The rules are a little vague on the extent to which a Watcher character builds a dice pool before doing this. This is a little important. For instance: say I have a minor villain with a lot of traits at D6 and D8, but no D10s. But, this minor villain also has the Focus SFX. The way I played this last night was that, when grandstanding or doing a support action, of course such a minor villain can create a D10 effect die. Because the villain has Focus, darnit!
So I'm building at least an implicit dice pool for a Watcher character who's just applying an effect die directly. Here's the potential exploit:
If I'm "really" building a dice pool for a Watcher character whenever I'm applying an effect die directly, then I'm including a distinction in the dice pool. And theoretically I could include a D4 distinction in that die pool. Which would, on one interpretation, itself earn a doom die/step.
So if I were grandstanding*, I could theoretically apply my villain's effect die to the doom pool, and also toss in an extra D6 doom die I earned from "using" my D4 distinction. If the villain were doing a support action for another villain, I could also add a free D6 doom die to the pool from "using" my D4 distinction.
Some of you people are now thinking that this is the best idea ever.
1. The rules are silent on this, and it's obviously a pretty big deal if true, so they woulda/shoulda said something if this were how it works.
2. The reason D4s earn you PPs/doom dice is they're more likely to generate opportunities than D8s are. If you don't roll your dice, you're not incurring any opportunity risk at all, and therefore aren't earning the doom die. Therefore you don't get it.
This reasoning strikes me as ironclad, but also similar to the objections to the other horrible idea people really liked recently.

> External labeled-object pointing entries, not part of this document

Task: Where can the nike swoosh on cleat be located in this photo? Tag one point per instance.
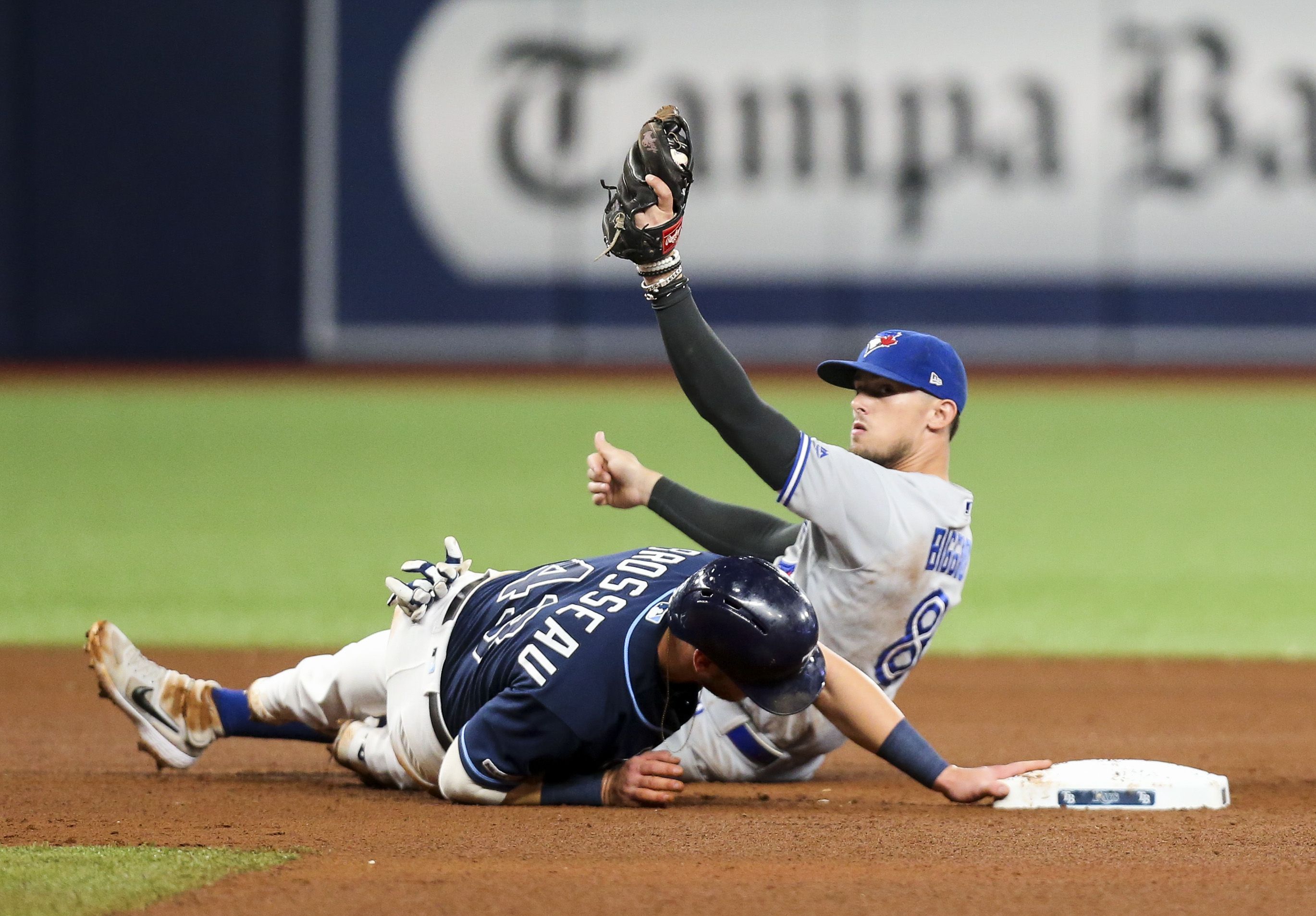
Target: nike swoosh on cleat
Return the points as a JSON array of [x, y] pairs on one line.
[[141, 697]]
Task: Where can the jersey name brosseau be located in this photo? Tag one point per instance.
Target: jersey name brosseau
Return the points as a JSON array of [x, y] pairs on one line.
[[553, 672]]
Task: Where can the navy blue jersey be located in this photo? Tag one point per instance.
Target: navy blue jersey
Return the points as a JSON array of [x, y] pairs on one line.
[[554, 672]]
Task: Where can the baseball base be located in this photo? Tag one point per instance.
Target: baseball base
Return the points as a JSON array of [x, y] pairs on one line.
[[1124, 785]]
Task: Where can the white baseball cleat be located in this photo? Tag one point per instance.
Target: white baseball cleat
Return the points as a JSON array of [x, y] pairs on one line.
[[174, 714], [349, 749], [365, 748]]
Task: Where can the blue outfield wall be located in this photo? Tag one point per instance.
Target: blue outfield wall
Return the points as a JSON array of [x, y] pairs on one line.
[[414, 277], [860, 166], [150, 179]]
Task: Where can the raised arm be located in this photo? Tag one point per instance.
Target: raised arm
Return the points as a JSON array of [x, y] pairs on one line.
[[619, 480], [865, 715], [710, 375], [720, 391]]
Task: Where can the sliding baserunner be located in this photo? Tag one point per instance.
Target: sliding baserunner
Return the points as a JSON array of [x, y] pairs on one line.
[[548, 686], [884, 546]]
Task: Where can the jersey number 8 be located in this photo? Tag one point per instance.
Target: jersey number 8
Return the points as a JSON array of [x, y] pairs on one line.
[[903, 655]]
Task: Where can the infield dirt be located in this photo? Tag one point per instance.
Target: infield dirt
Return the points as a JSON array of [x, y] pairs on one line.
[[859, 839]]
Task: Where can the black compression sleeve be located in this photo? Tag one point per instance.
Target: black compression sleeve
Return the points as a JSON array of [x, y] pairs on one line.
[[723, 528], [719, 389]]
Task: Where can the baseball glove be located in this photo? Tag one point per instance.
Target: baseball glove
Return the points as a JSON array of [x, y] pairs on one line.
[[663, 150]]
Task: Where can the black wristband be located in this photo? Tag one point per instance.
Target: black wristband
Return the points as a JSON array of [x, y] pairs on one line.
[[574, 790], [910, 752], [665, 297]]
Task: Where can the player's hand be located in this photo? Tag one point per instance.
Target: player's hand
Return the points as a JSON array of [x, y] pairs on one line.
[[647, 781], [416, 595], [660, 212], [617, 478], [981, 782]]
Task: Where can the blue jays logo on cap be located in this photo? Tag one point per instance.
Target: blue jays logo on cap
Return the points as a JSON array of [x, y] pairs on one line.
[[920, 361], [881, 341]]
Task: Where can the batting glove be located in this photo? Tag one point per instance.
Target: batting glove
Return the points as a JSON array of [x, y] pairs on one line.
[[418, 595]]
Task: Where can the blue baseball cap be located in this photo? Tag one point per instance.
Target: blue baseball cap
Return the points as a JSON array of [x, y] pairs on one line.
[[920, 361]]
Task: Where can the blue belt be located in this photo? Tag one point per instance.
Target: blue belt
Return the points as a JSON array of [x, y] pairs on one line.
[[750, 747]]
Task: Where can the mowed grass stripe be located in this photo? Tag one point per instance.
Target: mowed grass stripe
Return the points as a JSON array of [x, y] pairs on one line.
[[1158, 519], [86, 881]]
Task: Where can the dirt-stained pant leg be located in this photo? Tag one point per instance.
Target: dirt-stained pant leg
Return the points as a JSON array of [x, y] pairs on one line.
[[324, 692], [708, 752]]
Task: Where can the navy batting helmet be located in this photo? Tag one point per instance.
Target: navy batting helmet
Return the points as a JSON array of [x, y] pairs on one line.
[[757, 627]]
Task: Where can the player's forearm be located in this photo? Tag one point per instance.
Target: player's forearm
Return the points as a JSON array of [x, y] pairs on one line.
[[868, 717], [722, 393], [722, 527], [856, 706]]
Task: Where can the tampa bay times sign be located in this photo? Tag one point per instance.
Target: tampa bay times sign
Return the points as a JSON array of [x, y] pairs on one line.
[[889, 140]]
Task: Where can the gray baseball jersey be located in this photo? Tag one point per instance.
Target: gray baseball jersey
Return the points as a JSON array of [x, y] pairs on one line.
[[882, 556]]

So I guess my request for official clarification from the Powers That Be is, to what extent, when applying a Watcher character's effect die from a non-rolled action, should we consider the Watcher character to have built a dice pool?
Jim
* Leave aside objections that sometimes The Narrative means a hero totally can react to a villain's attempt to grandstanding. The book explicitly makes it clear that at least sometimes, Watcher characters will act without opposition. Those are the cases I'm considering here.